Na hipótese, o crédito foi concedido com recursos originários de repasses da Agência Especial de Financiamento Industrial - Finame e do Banco Nacional de Desenvolvimento Econômico - Bndes, com previsão de utilização para aquisição de caminhão para utilização na atividade profissional do adquirente, conforme consta na cédula de crédito bancário n. 40/00189-X (docs 4-7 dos autos da execução n. 0300122-38.2015.8.24.0076).
Portanto, nítido que o ajuste foi pactuado por pessoa física com o propósito de fomentar sua atividade profissional, razão pela qual, nos termos da jurisprudência do STJ, não há como reconhecer a aplicação da legislação consumerista.
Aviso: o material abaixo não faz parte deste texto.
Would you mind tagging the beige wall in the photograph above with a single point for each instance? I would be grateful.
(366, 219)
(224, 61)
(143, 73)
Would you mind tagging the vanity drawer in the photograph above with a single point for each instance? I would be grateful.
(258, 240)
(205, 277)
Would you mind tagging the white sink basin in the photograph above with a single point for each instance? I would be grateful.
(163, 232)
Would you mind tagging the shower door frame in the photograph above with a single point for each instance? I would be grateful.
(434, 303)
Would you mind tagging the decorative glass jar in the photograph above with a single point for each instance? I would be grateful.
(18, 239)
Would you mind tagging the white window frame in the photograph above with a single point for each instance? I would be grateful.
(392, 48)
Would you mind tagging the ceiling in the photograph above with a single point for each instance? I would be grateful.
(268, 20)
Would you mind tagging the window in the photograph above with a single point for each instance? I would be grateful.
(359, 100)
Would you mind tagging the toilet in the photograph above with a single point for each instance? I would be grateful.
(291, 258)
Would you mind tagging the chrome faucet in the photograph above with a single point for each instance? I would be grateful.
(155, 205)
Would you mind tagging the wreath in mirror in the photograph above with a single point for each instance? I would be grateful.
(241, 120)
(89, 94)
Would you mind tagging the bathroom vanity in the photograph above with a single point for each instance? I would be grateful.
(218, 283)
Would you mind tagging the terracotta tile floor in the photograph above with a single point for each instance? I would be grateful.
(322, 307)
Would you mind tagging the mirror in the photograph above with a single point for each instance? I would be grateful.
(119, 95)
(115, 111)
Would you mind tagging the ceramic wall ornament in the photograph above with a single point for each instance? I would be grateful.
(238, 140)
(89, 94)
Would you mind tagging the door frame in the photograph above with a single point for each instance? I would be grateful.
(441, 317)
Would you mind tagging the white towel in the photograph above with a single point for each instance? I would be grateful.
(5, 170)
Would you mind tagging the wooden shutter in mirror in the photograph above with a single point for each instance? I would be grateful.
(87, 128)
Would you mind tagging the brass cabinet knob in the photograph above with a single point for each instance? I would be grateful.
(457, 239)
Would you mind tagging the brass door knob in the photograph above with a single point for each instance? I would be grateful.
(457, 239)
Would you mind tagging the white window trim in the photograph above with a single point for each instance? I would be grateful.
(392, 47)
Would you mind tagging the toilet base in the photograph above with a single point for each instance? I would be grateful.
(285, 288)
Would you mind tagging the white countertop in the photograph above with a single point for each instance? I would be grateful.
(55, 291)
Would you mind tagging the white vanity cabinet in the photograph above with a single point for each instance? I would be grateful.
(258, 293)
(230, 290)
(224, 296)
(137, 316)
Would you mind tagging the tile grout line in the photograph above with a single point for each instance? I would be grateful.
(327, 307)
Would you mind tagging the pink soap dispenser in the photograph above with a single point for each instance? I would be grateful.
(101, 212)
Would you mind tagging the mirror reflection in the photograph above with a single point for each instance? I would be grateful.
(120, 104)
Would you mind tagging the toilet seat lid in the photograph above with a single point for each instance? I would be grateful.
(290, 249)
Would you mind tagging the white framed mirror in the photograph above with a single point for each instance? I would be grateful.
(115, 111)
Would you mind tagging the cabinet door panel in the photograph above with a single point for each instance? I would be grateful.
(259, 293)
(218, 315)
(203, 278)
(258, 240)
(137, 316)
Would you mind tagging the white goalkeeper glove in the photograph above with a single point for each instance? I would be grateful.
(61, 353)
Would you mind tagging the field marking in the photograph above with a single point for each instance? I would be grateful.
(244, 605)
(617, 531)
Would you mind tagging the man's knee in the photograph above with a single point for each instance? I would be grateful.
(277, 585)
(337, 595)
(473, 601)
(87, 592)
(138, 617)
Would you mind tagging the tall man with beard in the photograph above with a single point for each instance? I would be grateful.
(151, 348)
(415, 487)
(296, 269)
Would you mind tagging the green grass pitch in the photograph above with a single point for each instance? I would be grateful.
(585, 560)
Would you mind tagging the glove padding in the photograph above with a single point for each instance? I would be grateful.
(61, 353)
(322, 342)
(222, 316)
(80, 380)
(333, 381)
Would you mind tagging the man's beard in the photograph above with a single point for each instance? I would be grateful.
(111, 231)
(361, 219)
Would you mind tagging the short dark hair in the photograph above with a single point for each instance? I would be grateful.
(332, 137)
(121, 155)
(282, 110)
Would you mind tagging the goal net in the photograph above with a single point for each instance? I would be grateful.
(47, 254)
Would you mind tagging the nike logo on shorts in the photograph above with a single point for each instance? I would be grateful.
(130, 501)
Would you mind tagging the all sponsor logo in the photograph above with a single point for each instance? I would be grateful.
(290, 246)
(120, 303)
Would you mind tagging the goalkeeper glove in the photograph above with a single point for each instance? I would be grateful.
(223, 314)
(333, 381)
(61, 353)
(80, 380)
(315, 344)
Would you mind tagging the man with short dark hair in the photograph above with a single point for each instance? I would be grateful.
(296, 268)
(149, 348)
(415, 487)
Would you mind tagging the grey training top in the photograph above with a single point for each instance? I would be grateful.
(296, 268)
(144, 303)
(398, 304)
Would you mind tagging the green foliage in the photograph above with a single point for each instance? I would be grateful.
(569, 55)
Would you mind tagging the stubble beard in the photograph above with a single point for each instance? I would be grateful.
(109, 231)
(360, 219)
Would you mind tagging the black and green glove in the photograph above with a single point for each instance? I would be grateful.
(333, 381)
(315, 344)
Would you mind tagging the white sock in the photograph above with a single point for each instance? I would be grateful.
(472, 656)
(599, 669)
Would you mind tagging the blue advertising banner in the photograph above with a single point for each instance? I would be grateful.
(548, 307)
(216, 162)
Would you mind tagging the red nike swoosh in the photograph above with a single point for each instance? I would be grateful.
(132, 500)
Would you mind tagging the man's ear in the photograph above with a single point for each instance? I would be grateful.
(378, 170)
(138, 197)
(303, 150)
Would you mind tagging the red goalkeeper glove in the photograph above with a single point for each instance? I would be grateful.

Nesse sentido, colho do acervo jurisprudencial desta Corte:
APELAÇÃO CÍVEL E AGRAVO RETIDO. AÇÃO INDENIZATÓRIA DECORRENTE DE PROTESTO INDEVIDO DE TÍTULO. SENTENÇA DE IMPROCEDÊNCIA. CONDENAÇÃO DA DEMANDANTE ÀS PENAS DE LITIGÂNCIA DE MÁ-FÉ. [...] PLEITO DE APLICAÇÃO DO CÓDIGO DE DEFESA DO CONSUMIDOR. INSUBSISTÊNCIA. DEMANDANTE QUE ADQUIRIU O PRODUTO (CARRETA) COM O INTUITO DE FOMENTAR SUA ATIVIDADE EMPRESARIAL (TRANSPORTES). IMPOSSIBILIDADE DE APLICAÇÃO DA TEORIA FINALISTA MITIGADA ANTE A AUSÊNCIA DE VULNERABILIDADE, EM ESPECIAL A TÉCNICA. APELO DA DEMANDANTE. AQUISIÇÃO DE VEÍCULO (CAMINHÃO) POR MEIO DE FINANCIAMENTO DO BNDES (FINAME). ENTREGA REALIZADA APÓS A APROVAÇÃO DO EMPRÉSTIMO PELO BANCO, MAS ANTES DA LIBERAÇÃO DO PAGAMENTO. POSTERIOR CANCELAMENTO DA OPERAÇÃO. INADIMPLEMENTO QUE ACARRETOU A EMISSÃO DO TÍTULO E SEU APONTAMENTO A PROTESTO PELA APELADA. TESE DE ILICITUDE. NÃO ACOLHIMENTO. DÍVIDA EXISTENTE AO TEMPO DO APONTAMENTO. RECORRENTE QUE NÃO LOGROU ÊXITO EM COMPROVAR A ALEGAÇÃO DE QUE A NÃO LIBERAÇÃO DO PAGAMENTO OCORREU POR CULPA DA RECORRIDA. ÔNUS QUE LHE INCUMBIA, A TEOR DO ART. 333, I, DO CPC/1973. DÉBITO QUE, INCLUSIVE, FOI ADIMPLIDO POSTERIORMENTE EM EXECUÇÃO. PROTESTO REALIZADO EM EXERCÍCIO REGULAR DE DIREITO. AUSÊNCIA...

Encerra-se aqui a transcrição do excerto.